From the graph above, we could notice that there is a significant difference between 7-3, 8-3, 7-4, 8-4, 6-5, 7-5, 8-5, 8-6 and 7-6.

Bivariate Analysis

F-value - Quality x Fixed Acidity: 6.283 - Quality x Volatile Acidity: 60.91 - Quality x Citric Acid: 19.69 - Quality x Residual Sugar: 1.053 - Quality x Chlorides: 6.036 - Quality x Free Sulfur Dioxide: 4.754 - Quality x Bound Sulfur Dioxide: 29.36 - Quality x Total Sulfur Dioxide: 25.48 - Quality x Density: 13.4 - Quality x pH: 4.342 - Quality x Sulphates: 22.27 - Quality x Alcohol: 115.9

Only residual sugar has low F-value to reject null hypothesis. Alcohol, volatile acidity, bound sulfur dioxide, sulphates, and citric acid had high f-value, so I will use these variables to further investigate the relationship.
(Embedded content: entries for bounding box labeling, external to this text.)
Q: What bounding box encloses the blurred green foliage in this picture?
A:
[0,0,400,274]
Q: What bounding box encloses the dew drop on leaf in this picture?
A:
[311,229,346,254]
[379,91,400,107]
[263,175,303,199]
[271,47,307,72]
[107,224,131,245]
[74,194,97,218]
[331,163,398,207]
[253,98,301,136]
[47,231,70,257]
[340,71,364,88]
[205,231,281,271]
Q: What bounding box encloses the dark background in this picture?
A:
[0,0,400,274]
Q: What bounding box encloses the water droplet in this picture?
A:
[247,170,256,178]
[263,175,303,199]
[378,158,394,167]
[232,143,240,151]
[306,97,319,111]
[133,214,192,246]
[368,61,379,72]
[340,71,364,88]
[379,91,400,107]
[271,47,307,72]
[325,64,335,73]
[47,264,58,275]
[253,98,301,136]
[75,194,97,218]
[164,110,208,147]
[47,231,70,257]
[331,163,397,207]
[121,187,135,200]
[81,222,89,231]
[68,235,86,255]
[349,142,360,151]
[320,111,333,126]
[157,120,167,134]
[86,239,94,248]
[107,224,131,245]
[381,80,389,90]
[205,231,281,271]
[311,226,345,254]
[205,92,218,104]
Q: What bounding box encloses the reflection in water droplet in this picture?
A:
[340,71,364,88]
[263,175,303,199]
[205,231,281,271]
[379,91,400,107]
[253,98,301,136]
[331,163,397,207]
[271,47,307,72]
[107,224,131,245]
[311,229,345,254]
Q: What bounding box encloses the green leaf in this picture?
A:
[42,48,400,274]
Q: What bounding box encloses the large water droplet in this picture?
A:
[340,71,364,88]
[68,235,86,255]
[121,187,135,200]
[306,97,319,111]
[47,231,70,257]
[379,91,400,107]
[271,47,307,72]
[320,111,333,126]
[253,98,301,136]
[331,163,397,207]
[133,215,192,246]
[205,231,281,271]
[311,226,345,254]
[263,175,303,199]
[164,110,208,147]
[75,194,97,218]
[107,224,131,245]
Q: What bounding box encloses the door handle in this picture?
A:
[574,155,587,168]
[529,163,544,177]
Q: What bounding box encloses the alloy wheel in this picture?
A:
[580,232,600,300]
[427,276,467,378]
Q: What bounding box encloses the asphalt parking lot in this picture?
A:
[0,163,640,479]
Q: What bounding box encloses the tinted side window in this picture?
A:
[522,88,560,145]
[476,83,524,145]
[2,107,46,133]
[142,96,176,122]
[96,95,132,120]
From observation of bivariate plot, I noticed that it will better to reorganize quality into three categories as low, medium, and high.

Multivariate Plots Section

Quality x Alcohol x Volatile Acidity

From looking at the graph, high level quality red wines tends to have higher alcohol level compared to other wines. However, other than the alcohol level, it is hard to notice any strong relationship. Instead of dividing quality into low, medium, and high, I think a variable that divided quality into low(3~5) and high(6~8) might be better at explaining the relationship.

From the graph, we could notice that high quality wines tends to have higher alcohol level and lower volatile acidity compared to low quality wines. However, with high variance, we should be carefully about concluding any relationship. I will futher explore with other variables.

Quality x Alcohol x Bound Sulfur Dioxide

From looking at the graph it is hard to notice any relationship. Only thing I could notice is that high quality wines tends to have higher alcohol level compared to low quality wines. I will futher explore with other variables.

Quality x Alcohol x Sulphates

From looking at the graph it is hard to notice any relationship. Only thing I could notice is that low alcohol level wine is more dispersed in sulphates level compared to high alcohol level. I will futher explore with other variables.

Quality x Alcohol x Citric Acid

From looking at the graph, it seems like low quality wines tends to not only have lower alcohol level but also citric acid level. I will futher explore with other variables.

Quality x Volatile Acidity x Bound Sulfur Dioxide

From looking at the graph, high quality wines tend to have low volatile acidity and high bound sulfur dioxide compared to low quality wines. I will futher explore with other variables.

Quality x Volatile Acidity x Sulphates

From looking at the graph, it is hard to notice any relationship but we could notice that high quality wine tends to have higher sulphates and lower volatile acidity compared to low quality wine. I will also put alcohol variable into graph to observe the relationship. I will use alcohol level variable to observe the relationship.

From looking at the plot above, we could notice that high quality wine tends to have higher alcohol level, higher sulphate level, and low volatile acidity compared to low quality wine.

I will futher explore with other variables.

Quality x Volatile Acidity x Citric Acid

From looking at the graph, it is hard to notice any relationship but we could notice that high quality wine tends to have higher citric acid and lower volatile acidity compared to low quality wine. I will futher explore with other variables.

Quality x Bound Sulfur Dioxide x Sulphates

From looking at the graph, it is hard to notice any relationship but we could notice that high quality wine tends to have higher sulphates compared to low quality wine. I will futher explore with other variables.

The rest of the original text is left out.